Despite the fact that over three in four (77%) CIOs allow their employees to access corporate data on their personal devices, one in four (25%) think their non-IT senior management do not possess enough understanding about information security exposures, indicating a lack of awareness across the business about IT security risks.
David Jones, Senior Managing Director Robert Half Asia Pacific said: “Whilst BYOD can bring significant advantages for any organisation, such as higher levels of employee satisfaction, increased productivity, and cost savings, the use of BYOD also poses some serious cyber-security challenges in terms of securing corporate networks and data, mobile device management, and developing security policies.”
“Although it may not be intentional, simple human error can expose companies to increased cyber-attacks and situations where sensitive company data can be compromised. In light of this, more companies are taking steps to balance both their employees’ needs and their security concerns.”
What is your company doing to protect corporate data on employees’ personal devices?

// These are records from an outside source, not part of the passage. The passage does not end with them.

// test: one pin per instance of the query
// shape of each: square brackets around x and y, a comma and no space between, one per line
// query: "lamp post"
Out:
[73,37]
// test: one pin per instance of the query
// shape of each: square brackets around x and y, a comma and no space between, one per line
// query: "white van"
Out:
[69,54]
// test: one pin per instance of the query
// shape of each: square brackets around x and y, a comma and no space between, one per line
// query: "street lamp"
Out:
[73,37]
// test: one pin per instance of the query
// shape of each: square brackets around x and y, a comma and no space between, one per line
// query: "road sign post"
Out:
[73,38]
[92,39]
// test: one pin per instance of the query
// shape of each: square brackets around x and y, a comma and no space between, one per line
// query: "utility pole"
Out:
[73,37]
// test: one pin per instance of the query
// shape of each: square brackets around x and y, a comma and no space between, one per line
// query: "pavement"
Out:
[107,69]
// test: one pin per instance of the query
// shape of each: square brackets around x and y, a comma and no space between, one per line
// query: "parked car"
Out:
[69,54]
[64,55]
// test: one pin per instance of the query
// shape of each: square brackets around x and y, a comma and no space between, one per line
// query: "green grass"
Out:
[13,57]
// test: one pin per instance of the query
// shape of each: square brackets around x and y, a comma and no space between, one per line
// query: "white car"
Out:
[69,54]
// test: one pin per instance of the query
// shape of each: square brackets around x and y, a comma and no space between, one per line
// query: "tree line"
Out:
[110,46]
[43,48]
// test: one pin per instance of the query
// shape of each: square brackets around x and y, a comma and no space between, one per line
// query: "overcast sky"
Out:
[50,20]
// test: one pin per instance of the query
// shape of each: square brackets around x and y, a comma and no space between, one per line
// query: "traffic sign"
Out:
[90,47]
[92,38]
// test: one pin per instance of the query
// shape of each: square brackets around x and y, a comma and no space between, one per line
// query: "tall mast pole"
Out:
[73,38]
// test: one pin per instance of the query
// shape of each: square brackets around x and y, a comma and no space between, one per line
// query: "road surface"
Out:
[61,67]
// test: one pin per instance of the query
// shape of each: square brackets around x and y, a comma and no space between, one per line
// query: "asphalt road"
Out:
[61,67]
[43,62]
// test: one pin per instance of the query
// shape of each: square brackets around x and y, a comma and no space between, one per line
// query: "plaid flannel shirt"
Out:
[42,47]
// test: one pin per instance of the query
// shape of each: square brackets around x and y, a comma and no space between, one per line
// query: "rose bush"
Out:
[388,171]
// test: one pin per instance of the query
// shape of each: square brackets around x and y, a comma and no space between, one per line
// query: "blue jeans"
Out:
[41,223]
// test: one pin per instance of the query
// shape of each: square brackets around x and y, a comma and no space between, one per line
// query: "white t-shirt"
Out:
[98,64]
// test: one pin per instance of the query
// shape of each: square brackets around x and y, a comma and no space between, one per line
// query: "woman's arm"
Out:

|Provide training to employees on maintaining security when using personal devices||56%|
Request employees to sign an acceptable use policy for keeping company information secure
|Deployment of mobile device management technology to enforce enhanced protection||49%|
|Implement authentication and authorisation to grant access to corporate network||48%|
|Don’t allow employees access to corporate data on their private devices||23%|
|We are not doing anything to protect corporate data on employees’ personal devices||3%|
Source: Independent survey commissioned by Robert Half among 160 CIOs – multiple answers allowed.
Australian CIOs are implementing security measures to protect company data on their employees’ personal devices. More than half (56%) of CIOs are providing training of all personnel on cyber-security policies and corporate practices when using their personal devices. Signing an acceptable use policy also seems to be standard practice for more than half (55%) of the Australian companies. In addition, technical applications are being implemented as 49% say they are deploying mobile device management technology and 48% are using authentication software. Merely 3% say they are not taken any actions to protect corporate data on employees’ personal devices.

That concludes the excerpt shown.